Denizden güç aktarımının unsurları
Güç aktarımını, deniz kuvvetleri gücünün karadaki olaylar ve hedefler üzerinde etkin olacak şekilde kullanılması olarak ifade edebiliriz. Bu etkiyi, amfibi harekâtla bir kara parçasının ele geçirilmesi mertebesinden, seyir füzesi angajmanları, deniz topçu ateş desteği, hava harekâtı ve hava sahasının kontrolü, müşterek harekâtın komuta kontrolü, terörle mücadele, barışı destekleme ve insani yardım gibi daha küçük çaplı harekât şekillerinde görebiliriz.3 Karadaki olaylara ve karadaki hedeflere etkili bir şekilde nüfuz edemeyen, büyük donanma iddiasındaki bir deniz kuvveti esasen eksiktir. İngiliz stratejist Julian Corbett’in “güç aktarımı, deniz kuvvetlerine sahip olmanın nihai haklı sebebidir”4 sözü de aslında bu hususu perçinlemektedir.

Amfibi harekât, denizden güç aktarımının ana alt grubunu oluşturmaktadır.
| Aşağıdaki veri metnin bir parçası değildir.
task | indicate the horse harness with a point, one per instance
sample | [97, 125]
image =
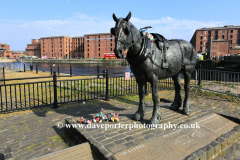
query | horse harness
[147, 51]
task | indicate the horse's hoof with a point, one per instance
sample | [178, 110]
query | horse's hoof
[137, 117]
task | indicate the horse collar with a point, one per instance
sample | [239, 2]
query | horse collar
[142, 56]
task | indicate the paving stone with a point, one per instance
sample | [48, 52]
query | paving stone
[120, 141]
[228, 156]
[237, 153]
[130, 144]
[1, 156]
[139, 140]
[101, 138]
[7, 150]
[209, 151]
[200, 154]
[190, 157]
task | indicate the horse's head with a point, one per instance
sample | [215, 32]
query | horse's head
[121, 31]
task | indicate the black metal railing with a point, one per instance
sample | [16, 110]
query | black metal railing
[53, 90]
[225, 82]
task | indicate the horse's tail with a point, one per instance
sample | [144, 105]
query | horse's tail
[193, 52]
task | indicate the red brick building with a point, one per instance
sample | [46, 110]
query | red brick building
[34, 49]
[77, 47]
[5, 50]
[222, 37]
[5, 46]
[56, 47]
[87, 46]
[97, 44]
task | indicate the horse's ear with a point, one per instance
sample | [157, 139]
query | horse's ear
[128, 16]
[115, 18]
Amfibi harekâta başlayabilmek için öncelikle yeterli seviyede deniz kontrolünün tesis edilmesi gereklidir. Donanma, deniz geçişinin olacağı bölge ile hedef sahada deniz kontrolünü (suüstü, sualtı, hava ortamı) sağlamalı, amfibi harekâtı hem ateş desteği hem de lojistik olarak destekleyebilmelidir. Amfibi harekât, çok özel yetenek paketlerini, eğitim ve donanımı gerektiren özel bir harekât çeşididir. Denize ve gemiye alışkın özel olarak eğitilmiş deniz piyade birliklerine, hedef bölgeye intikal için amfibi gemilere, gemiden sahile çıkış için amfibi deniz araçlarına, süratli hava yastıklı çıkarma araçlarına (HAYÇA), zırhlı amfibi hücum araçlarına (ZAHA), genel maksat ve taarruz helikopterlerine, taarruz uçaklarına ihtiyaç vardır. Amfibi harekâtta sürpriz-baskın etkisi ve üstün manevra yeteneği hayâti önemi haizdir. Bu nedenle, günümüzde başarılı bir amfibi harekât için saydığımız platformlar hemen hemen vazgeçilmezdir.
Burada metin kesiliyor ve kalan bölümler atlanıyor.